Lecoeur H, Gougeon M L
Département SIDA et Rétrovirus, Institut Pasteur, Paris, France.
J Immunol Methods. 1996 Oct 30;198(1):87-99. doi: 10.1016/0022-1759(96)00148-2.
The present article reports a multiparametric cytofluorimetric analysis of apoptosis in murine thymocytes and human PBMC from healthy donors or HIV-infected patients. We have evaluated four previously described cytofluorimetric methods of apoptosis quantification, each of them detecting distinct cellular alterations of the apoptosis process. Reduced DNA stainability was detected with the PI assay on nuclei and the AO/EB dual staining method was evaluated on entire and non-fixed cells. DNA strand breaks were detected following in situ nick translation, and alterations in membrane integrity were evaluated following 7-AAD incorporation. When apoptosis was quantified in murine thymocytes under various conditions of induction, the combined analysis of FSC/SSC criteria and 7-AAD or AO/EB staining on the same samples permitted the identification of distinct steps in the apoptosis process. Moreover these four methods proved to be reliable and gave statistically similar results both on murine thymocytes and PBMC from healthy donors. However, in HIV-infected persons, some discordant apoptosis determinations were observed with PI and 7-AAD staining assays. We found that after Ficoll isolation, PBMC from AIDS patients were enriched in erythrocytes and granulocytes. On the one hand, granulocytes were found to be responsible for a poor apoptosis estimation with the PI assay whereas erythrocytes were responsible for an underestimation rate of apoptosis in the 7-AAD assay. To prevent such interference, we propose some modifications which render these methods more suitable for application to PBMC from HIV-infected patients. Taken together these observations indicate that it is essential to assess critically the apoptosis quantification methods with respect to their applicability to complex lymphoid populations such as those from AIDS patients.

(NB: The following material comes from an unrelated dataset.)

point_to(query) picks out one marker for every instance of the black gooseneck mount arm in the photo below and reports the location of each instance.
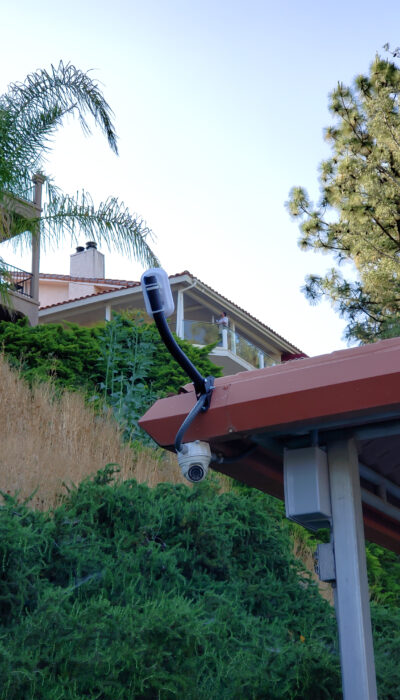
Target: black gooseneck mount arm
(203, 385)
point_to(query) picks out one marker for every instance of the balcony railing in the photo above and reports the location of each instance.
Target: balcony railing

本文报道了对来自健康供体或HIV感染患者的小鼠胸腺细胞和人外周血单核细胞(PBMC)凋亡的多参数细胞荧光分析。我们评估了四种先前描述的细胞荧光凋亡定量方法,每种方法检测凋亡过程中不同的细胞变化。用PI检测细胞核来检测DNA染色性降低,并用AO/EB双重染色法对完整的非固定细胞进行评估。原位缺口平移后检测DNA链断裂,7-AAD掺入后评估膜完整性变化。在各种诱导条件下对小鼠胸腺细胞凋亡进行定量时,对同一样本的FSC/SSC标准与7-AAD或AO/EB染色进行联合分析,可确定凋亡过程中的不同阶段。此外,这四种方法被证明是可靠的,并且在小鼠胸腺细胞和健康供体的PBMC上给出的统计结果相似。然而,在HIV感染者中,PI和7-AAD染色检测观察到一些不一致的凋亡测定结果。我们发现,Ficoll分离后,艾滋病患者的PBMC富含红细胞和粒细胞。一方面,发现粒细胞导致PI检测凋亡估计不佳,而红细胞导致7-AAD检测凋亡低估率。为防止这种干扰,我们提出了一些改进措施,使这些方法更适用于HIV感染患者的PBMC。综上所述,这些观察结果表明,至关重要的是要严格评估凋亡定量方法对复杂淋巴细胞群体(如艾滋病患者的淋巴细胞群体)的适用性。